Relating Implicit Bias and Adversarial Attacks through Intrinsic Dimension

Despite their impressive performance in classification, neural networks are known to be vulnerable to adversarial attacks. These attacks are small perturbations of the input data designed to fool the model. Naturally, a question arises regarding the potential connection between the architecture, settings, or properties of the model and the nature of the attack. In this work, we aim to shed light on this problem by focusing on the implicit bias of the neural network, which refers to its inherent inclination to favor specific patterns or outcomes. Specifically, we investigate one aspect of the implicit bias, which involves the essential Fourier frequencies required for accurate image classification. We conduct tests to assess the statistical relationship between these frequencies and those necessary for a successful attack. To delve into this relationship, we propose a new method that can uncover non-linear correlations between sets of coordinates, which, in our case, are the aforementioned frequencies. By exploiting the entanglement between intrinsic dimension and correlation, we provide empirical evidence that the network bias in Fourier space and the target frequencies of adversarial attacks are closely tied.

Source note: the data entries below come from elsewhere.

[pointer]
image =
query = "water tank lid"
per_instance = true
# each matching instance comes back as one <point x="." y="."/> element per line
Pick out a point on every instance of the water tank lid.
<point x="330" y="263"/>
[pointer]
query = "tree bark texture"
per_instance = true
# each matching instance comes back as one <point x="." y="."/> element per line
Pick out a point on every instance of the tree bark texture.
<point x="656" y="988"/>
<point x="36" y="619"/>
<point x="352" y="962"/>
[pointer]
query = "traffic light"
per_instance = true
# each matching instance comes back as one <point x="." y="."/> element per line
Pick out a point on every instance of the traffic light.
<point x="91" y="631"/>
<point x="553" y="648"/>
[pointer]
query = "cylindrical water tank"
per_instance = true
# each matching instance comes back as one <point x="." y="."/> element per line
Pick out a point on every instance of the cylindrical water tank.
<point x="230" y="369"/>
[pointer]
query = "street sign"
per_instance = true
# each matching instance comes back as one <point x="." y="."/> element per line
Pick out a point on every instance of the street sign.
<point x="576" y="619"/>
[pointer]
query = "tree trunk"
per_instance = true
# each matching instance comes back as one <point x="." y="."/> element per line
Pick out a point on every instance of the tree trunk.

Understanding robustness and generalization of artificial neural networks through Fourier masks

Despite the enormous success of artificial neural networks (ANNs) in many disciplines, the characterization of their computations and the origin of key properties such as generalization and robustness remain open questions. Recent literature suggests that robust networks with good generalization properties tend to be biased towards processing low frequencies in images. To explore the frequency bias hypothesis further, we develop an algorithm that allows us to learn modulatory masks highlighting the essential input frequencies needed for preserving a trained network's performance. We achieve this by imposing invariance in the loss with respect to such modulations in the input frequencies. We first use our method to test the low-frequency preference hypothesis of adversarially trained or data-augmented networks. Our results suggest that adversarially robust networks indeed exhibit a low-frequency bias but we find this bias is also dependent on directions in frequency space. However, this is not necessarily true for other types of data augmentation. Our results also indicate that the essential frequencies in question are effectively the ones used to achieve generalization in the first place. Surprisingly, images seen through these modulatory masks are not recognizable and resemble texture-like patterns.